Jusqu'à présent, vous n'avez fait l'objet d'aucun interrogatoire assorti de contraintes psychologiques ou physiques. Juste une discussion entre hommes de bon aloi. Méfiez-vous, cela risque de ne pas durer. Mes collaborateurs s'impatientent et commencent à s'interroger sur la raison de leur présence, d'autant plus qu'ils ne comprennent pas le français et ne peuvent suivre notre conversation. Je pense, devant votre mauvaise volonté, me trouver dans l'obligation de leur demander d'intervenir, oh ! en douceur, ne vous inquiétez pas . Toujours rien à dire ? Par qui commençons- nous ? Mais auparavant, je vais vous laisser sous leur garde. Veuillez m'excuser, je vais me soulager d'un besoin tout naturel.
Avant de sortir, il donne quelques ordres brefs aux deux sbires qui s'emparent sans ménagement de Pierre et l'installent sur le fauteuil, le sanglant solidement afin qu'il ne puisse plus bouger. Il tente de se débattre sans succès, tandis que Antoine éructe en gesticulant, très rapidement mis à terre par l'un des militaires qui l'immobilise au sol brutalement.
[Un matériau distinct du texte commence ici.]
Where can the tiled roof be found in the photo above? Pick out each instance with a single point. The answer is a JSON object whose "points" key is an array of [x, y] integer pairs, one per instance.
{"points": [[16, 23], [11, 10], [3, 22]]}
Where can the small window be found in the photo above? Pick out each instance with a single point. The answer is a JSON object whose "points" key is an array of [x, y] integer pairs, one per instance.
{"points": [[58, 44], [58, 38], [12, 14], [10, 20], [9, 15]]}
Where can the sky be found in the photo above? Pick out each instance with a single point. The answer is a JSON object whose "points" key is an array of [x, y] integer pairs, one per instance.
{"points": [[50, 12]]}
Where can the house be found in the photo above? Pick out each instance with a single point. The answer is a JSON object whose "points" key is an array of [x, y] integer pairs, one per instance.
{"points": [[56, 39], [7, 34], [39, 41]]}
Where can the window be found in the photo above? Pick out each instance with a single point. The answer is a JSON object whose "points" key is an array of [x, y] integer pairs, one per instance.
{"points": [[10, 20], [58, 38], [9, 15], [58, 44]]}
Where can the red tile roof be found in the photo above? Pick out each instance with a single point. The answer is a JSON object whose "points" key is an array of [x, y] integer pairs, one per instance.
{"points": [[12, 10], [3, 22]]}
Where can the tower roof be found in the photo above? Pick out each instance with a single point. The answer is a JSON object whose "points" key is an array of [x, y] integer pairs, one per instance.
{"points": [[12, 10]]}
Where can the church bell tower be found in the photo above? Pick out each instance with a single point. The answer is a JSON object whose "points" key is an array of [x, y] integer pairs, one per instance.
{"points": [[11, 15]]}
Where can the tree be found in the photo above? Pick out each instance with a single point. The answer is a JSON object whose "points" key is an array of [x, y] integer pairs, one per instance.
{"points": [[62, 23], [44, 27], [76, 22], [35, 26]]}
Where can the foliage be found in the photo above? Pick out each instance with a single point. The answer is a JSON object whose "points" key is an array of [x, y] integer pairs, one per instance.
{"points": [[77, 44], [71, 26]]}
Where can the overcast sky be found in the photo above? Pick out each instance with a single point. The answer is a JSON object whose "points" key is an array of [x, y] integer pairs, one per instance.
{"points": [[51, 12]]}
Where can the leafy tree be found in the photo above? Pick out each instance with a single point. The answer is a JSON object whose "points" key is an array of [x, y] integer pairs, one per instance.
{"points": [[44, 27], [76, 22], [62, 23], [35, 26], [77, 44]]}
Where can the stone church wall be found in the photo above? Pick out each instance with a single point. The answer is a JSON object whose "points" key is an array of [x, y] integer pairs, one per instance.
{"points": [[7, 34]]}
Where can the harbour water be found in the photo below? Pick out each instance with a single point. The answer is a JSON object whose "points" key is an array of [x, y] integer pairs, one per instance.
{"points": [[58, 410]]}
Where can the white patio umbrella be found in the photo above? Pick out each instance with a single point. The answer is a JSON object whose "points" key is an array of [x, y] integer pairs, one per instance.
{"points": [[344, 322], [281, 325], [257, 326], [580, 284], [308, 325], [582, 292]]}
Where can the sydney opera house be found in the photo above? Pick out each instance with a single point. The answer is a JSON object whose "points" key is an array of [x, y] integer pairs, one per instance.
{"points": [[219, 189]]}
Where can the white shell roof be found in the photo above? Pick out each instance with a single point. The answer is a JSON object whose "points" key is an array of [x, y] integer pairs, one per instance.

Leur chef revient, un sourire aux lèvres.
— Il n'y a pas à dire, on se sent mieux.
Il prend alors sous la vieille table un jerrican qu'il ouvre avec lenteur et s'approche de Pierrecoincé sur son inconfortable fauteuil.
— Mes formateurs, des militaires français, m'ont enseigné beaucoup de choses. Ils m'ontexpliqué que la première chose à faire pour obtenir des aveux est de mettre la personne
interrogée dans une situation humiliante.Quoi de plus humiliant que de se faire dessus ? Il verse alors sur la main de Pierre, immobilisé par une sangle, un peu d'eau en imitant le bruit de l'eau qui coule, comme on le fait pour les enfants .
— Psitt, psitt ! l'eau coule, bien fraîche, sur la main et donne une irrésistible envie de se
lâcher... Combien de temps allez-vous tenir avant de mouiller votre pantalon ? Une, deux minutes, rarement plus, c'est long soixante secondes quand on a envie d'uriner depuis de longues heures, car je vous ai observé vous trémousser pendant notre conversation.
Pierre eut beau fermer les yeux, faire appel à toute sa volonté. Sa vessie est prête à éclater et finit par se vider dans son caleçon, mouillant son bermuda, l'urine s'écoulant du fauteuil en une flaque sur le sol sur lequel il fait une tache sombre qui l'humilie et qui fait bien rire les militaires.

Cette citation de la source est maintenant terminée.